Une surveillance alimentaire efficace doit obéir à des principes que Mme Cindy Folkers nous explique dans cette video à l’occasion du cas des USA.

Cette vidéo a été réalisée à l’occasion du symposium « The Medical and Ecological Consequences of the Fukushima Nuclear Accident » (Conséquences médicales & environnementales de l’accident nucléaire de Fukushima) organisé par la fondation Helen Caldicott les 11 & 12 Mars 2013 à New York.

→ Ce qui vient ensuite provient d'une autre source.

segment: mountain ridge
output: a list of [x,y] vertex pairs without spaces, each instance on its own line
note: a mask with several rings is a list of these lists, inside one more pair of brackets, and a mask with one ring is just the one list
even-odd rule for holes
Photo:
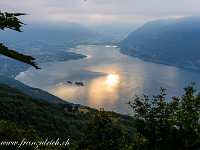
[[200,16],[148,22],[122,40],[123,54],[200,70]]

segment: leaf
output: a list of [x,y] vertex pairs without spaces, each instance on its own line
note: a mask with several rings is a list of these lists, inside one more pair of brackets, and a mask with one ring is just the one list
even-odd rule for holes
[[0,11],[0,29],[9,28],[18,32],[22,32],[20,28],[25,25],[16,16],[26,15],[24,13],[2,13]]
[[32,60],[35,60],[35,58],[28,56],[28,55],[23,55],[20,54],[14,50],[9,50],[7,47],[5,47],[2,43],[0,43],[0,54],[8,56],[10,58],[22,61],[24,63],[27,63],[29,65],[34,66],[36,69],[40,69],[35,62],[33,62]]

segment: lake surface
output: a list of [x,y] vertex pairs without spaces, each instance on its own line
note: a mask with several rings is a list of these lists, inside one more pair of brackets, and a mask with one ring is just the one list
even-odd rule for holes
[[[125,103],[135,95],[146,94],[152,98],[162,87],[167,89],[169,101],[172,96],[181,96],[183,88],[191,82],[197,83],[195,88],[200,89],[200,73],[123,55],[114,46],[78,46],[70,51],[88,57],[41,63],[42,69],[30,67],[15,79],[72,103],[123,114],[133,112]],[[85,86],[77,86],[74,82],[83,82]]]

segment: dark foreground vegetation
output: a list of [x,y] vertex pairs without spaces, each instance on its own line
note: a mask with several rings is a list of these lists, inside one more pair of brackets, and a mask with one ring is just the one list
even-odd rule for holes
[[[144,95],[128,104],[134,117],[71,104],[54,104],[0,84],[0,148],[34,149],[2,141],[59,141],[37,149],[200,149],[200,93],[194,84],[185,94],[165,101],[165,89],[149,100]],[[58,139],[59,138],[59,139]]]

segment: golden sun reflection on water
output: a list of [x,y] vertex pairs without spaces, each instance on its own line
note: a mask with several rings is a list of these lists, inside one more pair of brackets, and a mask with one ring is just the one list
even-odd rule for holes
[[118,75],[108,75],[106,84],[111,86],[116,86],[119,82],[119,76]]
[[90,83],[88,103],[96,108],[100,108],[102,105],[112,106],[119,98],[118,83],[119,76],[113,74],[94,79]]

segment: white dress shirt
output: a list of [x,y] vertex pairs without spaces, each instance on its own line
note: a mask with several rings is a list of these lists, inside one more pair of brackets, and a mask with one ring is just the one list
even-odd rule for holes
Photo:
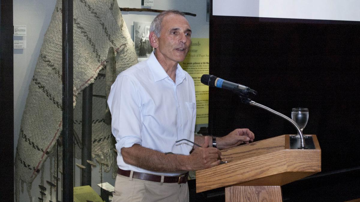
[[163,153],[189,154],[192,144],[175,143],[182,139],[194,141],[196,115],[194,81],[179,65],[174,83],[152,53],[117,76],[108,104],[119,168],[168,176],[181,174],[157,173],[126,164],[120,153],[121,148],[139,144]]

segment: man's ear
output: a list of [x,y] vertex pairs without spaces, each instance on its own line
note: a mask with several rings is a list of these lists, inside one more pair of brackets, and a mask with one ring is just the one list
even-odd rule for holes
[[151,46],[156,49],[159,46],[158,38],[156,36],[155,32],[152,32],[149,35],[149,41]]

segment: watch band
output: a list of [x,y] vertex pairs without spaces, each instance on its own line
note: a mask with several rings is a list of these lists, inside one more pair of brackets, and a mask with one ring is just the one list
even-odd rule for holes
[[216,147],[216,137],[212,136],[212,147],[217,148]]

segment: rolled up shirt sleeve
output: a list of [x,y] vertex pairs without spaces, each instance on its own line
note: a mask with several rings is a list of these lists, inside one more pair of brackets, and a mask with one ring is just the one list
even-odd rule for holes
[[131,78],[121,74],[111,86],[108,105],[111,113],[111,131],[116,150],[141,144],[143,119],[141,103]]

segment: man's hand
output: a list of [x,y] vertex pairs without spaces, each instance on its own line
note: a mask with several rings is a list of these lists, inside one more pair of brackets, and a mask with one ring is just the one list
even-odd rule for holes
[[216,144],[219,149],[223,150],[236,147],[244,142],[248,144],[254,141],[254,133],[247,128],[235,129],[222,137],[216,138]]
[[204,137],[204,142],[194,150],[189,156],[189,170],[209,168],[220,164],[221,152],[216,148],[208,147],[210,137]]

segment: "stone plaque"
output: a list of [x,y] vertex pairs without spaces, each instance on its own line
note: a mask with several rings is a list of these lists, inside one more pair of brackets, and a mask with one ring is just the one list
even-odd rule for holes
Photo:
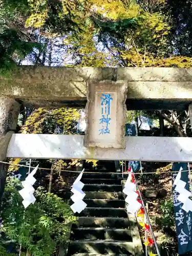
[[108,80],[90,82],[87,91],[84,145],[124,148],[125,84]]

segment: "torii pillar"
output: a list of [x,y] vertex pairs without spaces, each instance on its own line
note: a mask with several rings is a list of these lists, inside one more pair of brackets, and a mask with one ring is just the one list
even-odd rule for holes
[[[13,99],[0,97],[0,161],[6,160],[10,140],[16,130],[20,104]],[[2,197],[8,165],[0,163],[0,200]]]

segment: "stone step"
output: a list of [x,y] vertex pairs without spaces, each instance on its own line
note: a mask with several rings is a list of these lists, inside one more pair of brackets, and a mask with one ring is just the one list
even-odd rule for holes
[[121,192],[122,188],[121,185],[102,185],[101,184],[94,184],[85,185],[83,190],[86,191],[105,191],[105,192]]
[[106,254],[126,254],[132,255],[134,254],[133,243],[131,242],[116,240],[76,240],[71,241],[68,249],[68,255],[77,253],[95,253]]
[[84,199],[115,199],[123,200],[124,194],[122,192],[95,192],[87,191]]
[[130,226],[130,222],[127,218],[82,217],[78,217],[77,221],[79,227],[127,228]]
[[106,227],[83,227],[72,229],[71,239],[73,240],[83,239],[111,239],[118,241],[132,241],[130,229]]
[[124,200],[111,200],[109,199],[83,199],[88,207],[124,208]]
[[76,214],[79,217],[111,217],[127,218],[126,210],[121,208],[95,208],[86,207],[80,214]]
[[84,184],[106,184],[121,185],[121,181],[117,179],[81,179]]
[[126,256],[127,254],[114,254],[114,253],[110,253],[107,254],[100,254],[98,253],[75,253],[75,254],[73,254],[72,256],[102,256],[104,255],[105,256]]

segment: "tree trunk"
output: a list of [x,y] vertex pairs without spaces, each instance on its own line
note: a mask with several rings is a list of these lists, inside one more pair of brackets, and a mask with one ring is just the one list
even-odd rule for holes
[[137,135],[138,136],[139,133],[139,129],[138,118],[137,116],[137,111],[135,112],[135,114],[136,114],[136,116],[135,117],[135,126],[136,129]]
[[51,165],[51,169],[50,172],[50,177],[49,178],[49,193],[51,193],[51,187],[52,185],[52,180],[53,180],[53,164]]
[[161,115],[162,113],[162,110],[159,111],[159,128],[160,128],[160,136],[161,137],[163,137],[164,135],[164,119]]
[[[7,147],[16,132],[20,104],[14,99],[0,97],[0,161],[7,162]],[[0,201],[3,196],[9,165],[0,163]]]
[[26,256],[31,256],[31,253],[29,252],[28,250],[27,251]]

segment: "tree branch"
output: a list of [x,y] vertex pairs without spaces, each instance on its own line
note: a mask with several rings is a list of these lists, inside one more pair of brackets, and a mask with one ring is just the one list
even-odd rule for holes
[[[178,124],[177,123],[175,122],[174,121],[169,118],[167,116],[167,115],[164,113],[162,112],[160,114],[166,120],[167,120],[169,123],[172,124],[172,125],[174,126],[176,132],[177,132],[178,134],[180,137],[187,137],[186,134],[185,133],[183,128],[181,126],[179,123]],[[172,114],[173,115],[173,111],[172,112]]]

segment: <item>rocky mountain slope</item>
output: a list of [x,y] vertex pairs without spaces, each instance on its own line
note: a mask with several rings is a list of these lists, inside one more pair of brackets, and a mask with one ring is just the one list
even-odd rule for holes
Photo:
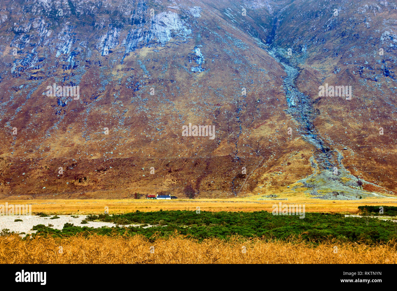
[[395,193],[397,7],[370,2],[3,0],[0,198]]

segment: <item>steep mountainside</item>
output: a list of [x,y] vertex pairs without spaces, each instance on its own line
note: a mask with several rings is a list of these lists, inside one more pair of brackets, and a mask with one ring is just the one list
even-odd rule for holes
[[396,192],[396,9],[3,0],[0,198]]

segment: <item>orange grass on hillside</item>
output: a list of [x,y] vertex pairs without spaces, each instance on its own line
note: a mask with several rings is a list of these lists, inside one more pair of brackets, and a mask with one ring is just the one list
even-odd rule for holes
[[13,235],[0,237],[0,263],[395,264],[396,246],[395,242],[369,246],[328,242],[315,246],[298,240],[237,238],[198,242],[177,235],[153,242],[140,235],[78,235],[23,240]]
[[98,214],[104,213],[104,207],[108,207],[110,214],[141,211],[163,210],[196,211],[197,207],[201,211],[243,211],[265,210],[271,211],[273,204],[304,204],[306,212],[349,213],[358,212],[360,205],[388,205],[397,206],[397,199],[373,197],[356,200],[327,200],[313,199],[298,196],[288,197],[287,200],[258,200],[258,197],[229,199],[193,199],[156,200],[146,199],[59,199],[41,200],[1,200],[0,204],[32,204],[34,213],[44,212],[50,214]]

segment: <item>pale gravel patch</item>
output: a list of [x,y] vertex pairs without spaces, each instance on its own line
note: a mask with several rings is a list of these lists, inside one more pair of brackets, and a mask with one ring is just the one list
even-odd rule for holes
[[[54,226],[50,226],[52,228],[59,230],[64,228],[64,224],[65,223],[72,223],[77,226],[88,226],[96,228],[102,226],[112,227],[117,226],[117,224],[112,223],[103,221],[87,221],[88,223],[81,224],[81,221],[87,218],[87,215],[73,215],[78,216],[77,218],[72,217],[71,215],[58,216],[59,218],[50,219],[50,218],[54,215],[50,215],[47,217],[40,217],[38,215],[1,215],[0,216],[0,231],[6,228],[9,229],[10,232],[32,234],[36,232],[36,230],[31,230],[34,226],[44,224],[48,226],[49,224]],[[16,219],[22,219],[23,221],[14,221]]]

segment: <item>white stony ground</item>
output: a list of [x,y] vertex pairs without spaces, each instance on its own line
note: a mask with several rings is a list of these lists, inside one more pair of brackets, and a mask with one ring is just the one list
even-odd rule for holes
[[[32,228],[37,224],[44,224],[48,226],[48,224],[52,224],[52,228],[62,229],[65,223],[73,223],[74,225],[78,226],[89,226],[98,228],[102,226],[116,226],[116,224],[112,223],[102,221],[88,221],[88,223],[81,224],[81,221],[85,219],[87,215],[73,215],[77,218],[72,217],[71,215],[58,215],[59,218],[50,219],[54,215],[50,215],[47,217],[40,217],[37,215],[1,215],[0,216],[0,231],[5,228],[9,229],[10,232],[16,233],[25,232],[31,234],[36,232],[36,230],[32,230]],[[22,219],[22,221],[15,222],[15,219]]]

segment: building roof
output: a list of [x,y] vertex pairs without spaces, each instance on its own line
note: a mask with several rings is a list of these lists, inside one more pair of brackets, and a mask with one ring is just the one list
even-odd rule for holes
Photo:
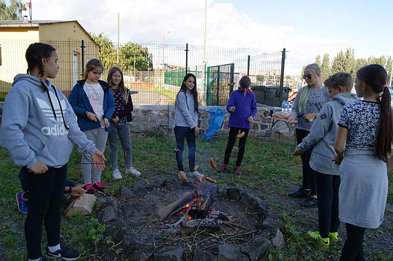
[[90,34],[86,32],[85,28],[77,21],[57,21],[57,20],[0,20],[0,28],[2,27],[39,27],[40,25],[52,25],[56,23],[75,23],[81,30],[96,45],[99,45],[92,38]]

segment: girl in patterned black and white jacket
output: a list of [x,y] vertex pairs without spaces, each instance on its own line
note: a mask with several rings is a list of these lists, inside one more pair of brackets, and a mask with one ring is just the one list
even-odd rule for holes
[[338,123],[333,160],[341,164],[339,216],[347,230],[340,261],[365,260],[365,229],[376,229],[383,221],[387,154],[392,153],[393,144],[387,79],[386,71],[379,65],[359,69],[355,90],[363,100],[345,104]]

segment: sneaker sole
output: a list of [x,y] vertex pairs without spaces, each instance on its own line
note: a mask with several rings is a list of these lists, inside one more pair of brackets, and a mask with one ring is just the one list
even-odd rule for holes
[[325,242],[319,240],[319,238],[313,238],[311,236],[310,236],[310,234],[308,234],[308,235],[310,237],[310,238],[311,238],[314,242],[318,244],[318,245],[319,245],[320,247],[321,247],[324,249],[328,249],[329,248],[329,246],[330,244],[330,243],[328,243],[328,244],[326,244]]

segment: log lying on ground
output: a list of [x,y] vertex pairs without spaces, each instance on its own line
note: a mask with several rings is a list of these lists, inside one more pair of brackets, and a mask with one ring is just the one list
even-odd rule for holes
[[185,204],[188,203],[195,197],[195,194],[192,192],[185,192],[181,198],[178,198],[176,201],[170,203],[166,207],[159,210],[159,216],[163,220],[169,215],[177,209],[180,209]]
[[84,194],[79,198],[74,199],[66,209],[66,216],[87,215],[92,213],[97,198],[92,194]]

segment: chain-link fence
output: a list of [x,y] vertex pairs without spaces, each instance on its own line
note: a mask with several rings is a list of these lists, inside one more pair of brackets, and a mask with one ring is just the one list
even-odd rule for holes
[[[30,43],[29,41],[0,39],[1,93],[8,93],[17,74],[26,72],[25,52]],[[232,81],[238,83],[243,75],[248,74],[254,85],[279,85],[284,61],[282,57],[285,55],[285,52],[281,50],[188,44],[128,43],[119,45],[119,50],[116,52],[117,46],[112,46],[110,51],[108,47],[101,46],[100,50],[97,45],[82,41],[53,41],[47,43],[54,45],[59,54],[60,70],[54,84],[66,95],[76,81],[83,79],[84,66],[89,59],[99,58],[108,67],[117,64],[119,60],[125,83],[132,91],[132,100],[136,104],[174,103],[186,72],[196,76],[201,104],[225,104],[230,90],[227,87],[227,91],[223,91],[224,87]],[[212,90],[214,68],[230,64],[233,78],[225,76],[226,81],[223,81],[222,74],[218,85],[221,86],[222,92],[217,92],[216,88]],[[108,69],[104,70],[101,79],[106,81]],[[211,95],[209,92],[212,92]]]

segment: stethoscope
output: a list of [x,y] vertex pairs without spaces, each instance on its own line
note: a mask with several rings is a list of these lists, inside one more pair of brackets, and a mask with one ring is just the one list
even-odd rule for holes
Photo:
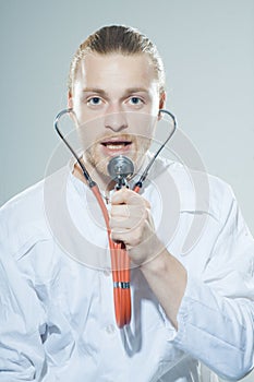
[[[114,313],[116,313],[116,321],[118,326],[121,329],[124,325],[128,325],[131,321],[131,289],[130,289],[130,258],[128,255],[125,244],[123,242],[114,242],[111,239],[111,231],[109,226],[109,214],[108,210],[106,207],[106,204],[104,202],[104,199],[101,196],[101,193],[99,191],[99,188],[97,183],[92,179],[89,176],[84,163],[81,160],[76,152],[73,150],[73,147],[70,145],[70,143],[66,141],[66,139],[63,136],[62,132],[59,129],[59,121],[62,116],[66,114],[73,114],[74,111],[72,109],[63,109],[61,110],[56,119],[55,119],[55,129],[57,130],[59,136],[64,142],[64,144],[68,146],[68,148],[71,151],[73,156],[75,157],[76,162],[78,163],[82,172],[84,175],[84,178],[94,193],[100,210],[102,212],[106,227],[107,227],[107,235],[108,235],[108,242],[110,248],[110,256],[111,256],[111,271],[112,271],[112,280],[113,280],[113,300],[114,300]],[[157,150],[157,152],[153,155],[152,159],[149,160],[148,165],[146,166],[145,170],[141,175],[140,179],[133,187],[133,191],[138,193],[140,190],[143,187],[144,181],[147,178],[148,171],[150,167],[153,166],[155,159],[160,154],[162,148],[167,145],[171,136],[173,135],[174,131],[177,130],[177,119],[176,117],[166,109],[160,109],[159,114],[166,114],[170,116],[170,118],[173,121],[173,128],[170,131],[169,135],[162,143],[162,145]],[[75,115],[74,115],[75,116]],[[118,155],[112,157],[108,163],[108,172],[112,180],[116,181],[116,190],[120,190],[122,187],[129,188],[129,179],[134,174],[134,165],[130,158],[123,155]]]

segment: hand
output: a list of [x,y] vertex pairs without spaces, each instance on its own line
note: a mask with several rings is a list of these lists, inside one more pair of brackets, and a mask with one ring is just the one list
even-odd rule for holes
[[111,200],[111,238],[123,241],[133,263],[142,265],[162,251],[150,215],[149,203],[126,188],[117,191]]

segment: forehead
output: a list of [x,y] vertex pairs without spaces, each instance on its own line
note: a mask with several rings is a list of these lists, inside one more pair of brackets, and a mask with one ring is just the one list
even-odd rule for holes
[[150,86],[158,79],[148,55],[87,53],[80,62],[75,83],[84,86],[126,84]]

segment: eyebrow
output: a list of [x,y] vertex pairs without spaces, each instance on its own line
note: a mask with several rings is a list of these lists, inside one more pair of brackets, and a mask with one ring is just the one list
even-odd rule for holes
[[[149,93],[147,88],[145,87],[129,87],[125,89],[124,94],[130,94],[130,93]],[[107,96],[107,92],[105,92],[102,88],[98,87],[85,87],[83,88],[83,93],[97,93]]]

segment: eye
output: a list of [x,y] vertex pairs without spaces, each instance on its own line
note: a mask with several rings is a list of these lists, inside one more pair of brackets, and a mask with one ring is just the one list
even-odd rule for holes
[[92,106],[97,106],[101,104],[101,99],[99,97],[92,97],[87,100],[87,104]]
[[144,104],[143,99],[141,99],[140,97],[131,97],[129,100],[130,100],[130,104],[132,104],[132,105],[142,105],[142,104]]

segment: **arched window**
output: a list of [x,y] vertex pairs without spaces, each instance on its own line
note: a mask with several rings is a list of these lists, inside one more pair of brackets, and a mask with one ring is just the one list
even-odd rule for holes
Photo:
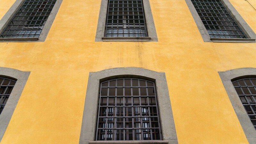
[[2,113],[16,81],[0,77],[0,114]]
[[164,72],[90,72],[79,143],[178,143],[168,89]]
[[162,140],[154,83],[115,79],[100,89],[96,140]]
[[249,143],[256,143],[256,68],[237,68],[219,74]]
[[232,83],[256,129],[256,78],[240,79]]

https://youtu.be/dzEHy4FoSqg
La traduction est de Odile Girard – http://fukushima-is-still-news.overblog.com
Le sous-titrage est de KNA. http://www.kna-blog.blogspot.com
Vous pouvez consulter d’autres videos sous titrées en français par KNA à cette adresse


Notes

Les points forts de cette conférence:

capture d'écran
et c’est la même chose pour la pollution des aliments par la chimie, les pesticides, les perturbateurs endocriniens etc…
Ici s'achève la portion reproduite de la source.